1989年二月には火星は「おひつじ座」を順行して「おうし座」にある木星へ近付いていた。夕方の南西の空にあって、遅くまで西空に残り、沈むのは深夜のことであった。しかし視直径は15 Febには7秒角を切ってしまい、観測最終段階となっていた。Lsは352゚から月末には005゚に達して南半球の秋分を通過したところだった。
#069の OAA Mars Section Fortnight Reportには、一月後半と二月前半の観測報告が纏められている。1988年観測期の報告として28回目となる。此の期間の報告者は岩崎徹氏・南政次氏・宮崎勲氏・中島孝氏の四名になってしまった。報告数は44点だった。南極冠は最早捉えられなくなってしまったが明るさがあり、北極方面にも明るさが認められている。もちろんSyrtis Mj・S Sabaeusなどの暗色模様や明るいHellasは観測されている。追加報告も比嘉保信氏・田中利彦氏・宮崎勲氏・John Rogers氏(BAA)(宮崎勲氏よりの転送)・Donald Parker氏(Fl USA)の各氏から寄せられている。Parker氏の資料の中には1998年十一月のThaumasia黄雲の画像も含まれている。
#069から月一度の発行ということで、今号も12ベ−ジ建てになって読み応えがある。1988CMO観測ノート(3)として「九月中旬の南極冠の一時的淡化について」が纏められた。中島孝氏発議による1988年九月中旬の南極冠の観測に関しての、『火星通信』に寄せられた観測の比較検討である。また「火星面上の中国皇帝」と題する南政次氏の随筆がある。臺北での火星面地名の中国語訳の試みの事と、Yaonis Regioの由来と帝堯(Emperor Yao)伝説との考察など興味深い一文である。

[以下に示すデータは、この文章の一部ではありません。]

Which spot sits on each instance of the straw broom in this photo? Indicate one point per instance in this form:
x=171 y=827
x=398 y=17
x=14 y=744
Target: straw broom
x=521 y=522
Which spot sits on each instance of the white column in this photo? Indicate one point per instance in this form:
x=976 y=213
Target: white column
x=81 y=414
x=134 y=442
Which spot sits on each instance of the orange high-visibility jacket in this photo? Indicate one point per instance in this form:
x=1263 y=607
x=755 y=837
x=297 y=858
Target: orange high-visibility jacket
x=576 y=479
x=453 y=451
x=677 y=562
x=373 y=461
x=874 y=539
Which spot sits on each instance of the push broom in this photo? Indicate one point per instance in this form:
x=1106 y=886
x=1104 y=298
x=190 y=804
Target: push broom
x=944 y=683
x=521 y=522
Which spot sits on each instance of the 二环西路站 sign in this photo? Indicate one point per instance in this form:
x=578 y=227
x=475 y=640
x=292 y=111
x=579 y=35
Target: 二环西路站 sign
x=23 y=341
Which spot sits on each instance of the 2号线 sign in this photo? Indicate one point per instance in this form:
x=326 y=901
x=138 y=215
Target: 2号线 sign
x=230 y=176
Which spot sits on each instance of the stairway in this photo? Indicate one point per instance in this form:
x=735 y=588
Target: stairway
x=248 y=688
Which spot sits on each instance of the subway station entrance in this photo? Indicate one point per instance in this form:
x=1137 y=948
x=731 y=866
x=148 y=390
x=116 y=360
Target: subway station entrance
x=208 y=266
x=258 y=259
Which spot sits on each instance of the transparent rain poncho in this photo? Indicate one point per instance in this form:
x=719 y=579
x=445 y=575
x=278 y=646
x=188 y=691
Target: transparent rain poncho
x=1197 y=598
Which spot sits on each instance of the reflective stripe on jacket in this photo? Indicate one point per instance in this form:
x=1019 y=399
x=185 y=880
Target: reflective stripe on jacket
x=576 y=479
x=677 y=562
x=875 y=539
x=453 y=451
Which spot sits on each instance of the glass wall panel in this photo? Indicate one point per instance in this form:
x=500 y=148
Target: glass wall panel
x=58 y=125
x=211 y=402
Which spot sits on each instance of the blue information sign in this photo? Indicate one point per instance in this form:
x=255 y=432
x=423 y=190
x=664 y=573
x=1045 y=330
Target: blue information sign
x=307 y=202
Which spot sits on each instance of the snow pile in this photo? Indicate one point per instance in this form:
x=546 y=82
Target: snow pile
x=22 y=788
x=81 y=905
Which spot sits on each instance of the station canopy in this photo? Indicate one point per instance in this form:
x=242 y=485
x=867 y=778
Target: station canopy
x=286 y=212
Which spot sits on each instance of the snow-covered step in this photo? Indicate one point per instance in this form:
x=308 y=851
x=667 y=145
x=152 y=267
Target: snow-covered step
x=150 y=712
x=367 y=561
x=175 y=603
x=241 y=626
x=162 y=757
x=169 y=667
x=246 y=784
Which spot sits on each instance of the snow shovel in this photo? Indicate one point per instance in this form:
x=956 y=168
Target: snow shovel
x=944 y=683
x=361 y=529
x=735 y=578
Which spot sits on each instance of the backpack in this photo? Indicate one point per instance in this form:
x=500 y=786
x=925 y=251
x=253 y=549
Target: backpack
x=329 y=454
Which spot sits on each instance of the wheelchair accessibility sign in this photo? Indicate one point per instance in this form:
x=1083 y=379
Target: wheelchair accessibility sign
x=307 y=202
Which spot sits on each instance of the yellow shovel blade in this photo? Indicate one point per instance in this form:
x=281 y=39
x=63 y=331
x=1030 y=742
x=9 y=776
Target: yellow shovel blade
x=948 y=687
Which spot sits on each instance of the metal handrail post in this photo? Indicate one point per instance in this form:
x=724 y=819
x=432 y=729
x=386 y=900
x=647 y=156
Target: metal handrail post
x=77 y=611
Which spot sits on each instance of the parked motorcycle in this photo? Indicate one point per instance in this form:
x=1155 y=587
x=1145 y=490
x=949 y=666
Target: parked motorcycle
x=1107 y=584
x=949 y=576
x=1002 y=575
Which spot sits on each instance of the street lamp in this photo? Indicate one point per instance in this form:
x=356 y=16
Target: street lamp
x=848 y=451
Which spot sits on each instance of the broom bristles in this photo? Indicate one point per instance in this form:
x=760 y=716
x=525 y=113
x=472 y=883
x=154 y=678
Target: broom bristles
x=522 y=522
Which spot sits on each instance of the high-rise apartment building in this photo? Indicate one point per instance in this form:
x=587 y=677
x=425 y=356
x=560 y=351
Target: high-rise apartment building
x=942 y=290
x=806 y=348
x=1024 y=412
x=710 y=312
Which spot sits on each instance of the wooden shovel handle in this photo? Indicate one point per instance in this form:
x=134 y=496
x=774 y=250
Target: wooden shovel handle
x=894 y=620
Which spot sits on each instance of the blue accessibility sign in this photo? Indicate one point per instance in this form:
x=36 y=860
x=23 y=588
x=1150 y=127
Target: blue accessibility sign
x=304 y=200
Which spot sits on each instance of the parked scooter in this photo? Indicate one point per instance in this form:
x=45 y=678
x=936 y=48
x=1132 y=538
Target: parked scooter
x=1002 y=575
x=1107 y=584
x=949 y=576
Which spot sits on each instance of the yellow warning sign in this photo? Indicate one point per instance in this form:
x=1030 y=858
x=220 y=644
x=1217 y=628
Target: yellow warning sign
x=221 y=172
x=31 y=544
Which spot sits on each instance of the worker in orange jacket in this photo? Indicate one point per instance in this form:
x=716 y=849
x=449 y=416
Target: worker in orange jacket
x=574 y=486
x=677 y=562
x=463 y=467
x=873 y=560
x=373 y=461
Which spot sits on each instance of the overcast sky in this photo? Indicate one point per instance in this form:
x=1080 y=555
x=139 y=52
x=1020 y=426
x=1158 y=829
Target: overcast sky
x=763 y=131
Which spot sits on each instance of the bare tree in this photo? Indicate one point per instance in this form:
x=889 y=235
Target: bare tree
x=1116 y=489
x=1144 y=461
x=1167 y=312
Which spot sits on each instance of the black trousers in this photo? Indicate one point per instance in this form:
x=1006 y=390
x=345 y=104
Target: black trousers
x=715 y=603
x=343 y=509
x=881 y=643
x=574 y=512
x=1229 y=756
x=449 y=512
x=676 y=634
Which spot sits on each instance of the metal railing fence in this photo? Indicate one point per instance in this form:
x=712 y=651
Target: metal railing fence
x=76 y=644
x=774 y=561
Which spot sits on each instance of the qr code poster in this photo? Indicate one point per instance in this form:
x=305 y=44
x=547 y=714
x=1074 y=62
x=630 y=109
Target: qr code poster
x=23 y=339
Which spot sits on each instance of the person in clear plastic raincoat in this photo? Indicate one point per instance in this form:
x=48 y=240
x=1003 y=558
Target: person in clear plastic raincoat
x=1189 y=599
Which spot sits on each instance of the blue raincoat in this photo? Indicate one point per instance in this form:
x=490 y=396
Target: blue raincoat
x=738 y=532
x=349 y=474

その他、コラム記事が三編あって、はじめは「1988年火星写真集」配布についてのお知らせである。阿久津富夫氏が取り纏めていた。二番目はSky&Telescope誌のDec(1988)号 Jan(1989)号掲載の火星画像に関しての南政次氏と中島孝氏の感想。三番目はALPOの1998年の南極冠サイズ観測結果の紹介である。六名の観測による縮小曲線グラフの引用がある。